Hearings start Tuesday at Siniktarvik Hotel and Conference Centre

Monica Ugjuk at the opening ceremonies for the National Inquiry into Missing and Murdered Indigenous Women and Girls in Rankin Inlet, Nunavut. (Randi Beers/CBC)

Nunavummiut are gathering in Rankin Inlet, Nunavut, this week for the inquiry into missing and murdered Indigenous women and girls.

This hearing is the only one scheduled for Nunavut.

The opening ceremony was held Monday evening. It featured the lighting of the qulliq, a traditional Inuit oil lamp, and remarks from commissioners and dignitaries.

"We will laugh, we will share tears, but it will be healing for us," said commissioner Qajaq Robinson, who grew up in Nunavut and speaks fluent Inuktitut.

Natan Obed, president of Inuit Tapiriit Kanatami, a national organization that represents 60,000 Inuit, also spoke at the ceremony.

"I promise you I will do everything in my power as an elected leader to ensure your powerful truths are translated into systemic changes for Inuit women and girls in this country."

Ten individuals are scheduled to publicly testify in front of commissioners at the Siniktarvik Hotel and Conference Centre.

Commissioners Robinson and Michele Audette are expecting to hear from a total of approximately 20 family members and survivors, according to a statement from the inquiry. They will come in the form of private and public testimonies, sharing circles and artistic expression panels.

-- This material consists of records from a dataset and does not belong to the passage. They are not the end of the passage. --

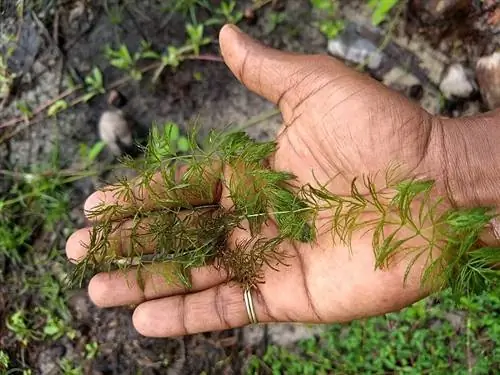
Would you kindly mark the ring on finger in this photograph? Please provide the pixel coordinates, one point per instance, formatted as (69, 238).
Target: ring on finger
(247, 295)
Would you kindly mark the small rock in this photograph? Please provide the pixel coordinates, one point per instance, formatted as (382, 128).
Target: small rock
(488, 77)
(399, 79)
(116, 99)
(429, 11)
(352, 47)
(115, 131)
(457, 82)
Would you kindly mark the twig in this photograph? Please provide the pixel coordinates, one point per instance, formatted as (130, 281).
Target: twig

Hearings are scheduled to start at 10 a.m. CT Tuesday, and 9 a.m. Wednesday and Thursday, and will run all day. Members of the public are invited to join.

A crowd at the Siniktarvik Hotel and Conference Centre in Rankin Inlet, Nunavut, Monday for the opening ceremonies. (Randi Beers/CBC)

    While many people come forward to testify about loved ones who have gone missing or have been murdered, commissioners also want to hear from Indigenous women who have survived violence themselves.

    The inquiry is travelling across Canada in an effort to understand why Indigenous women are statistically five times more likely to die by violence than other Canadian women.

    While some share their stories publicly, commissioners also collect testimony privately. There is no need to give advance notice for giving private testimony — inquiry organizers have room to take an additional six walk-ins, according to a news release from the inquiry.

    "We know in our hearts we shouldn't have to live in fear, we shouldn't have to live in shame," Aluki Kotierk, president of  Nunavut Tunngavik Inc., said during the opening.

    "This isn't the way we used to live traditionally. With these goals in our hearts we can make the changes by speaking here, and raise ourselves up again."

    During each day, health support workers are on hand to help anybody who might be emotionally or psychologically struggling with the topics discussed.

    Earlier this month, inquiry health manager Barbara Sevigny announced all available spaces for public testimony had been filled for the Rankin Inlet hearings.

    This comes after organizers worried turnout would be low.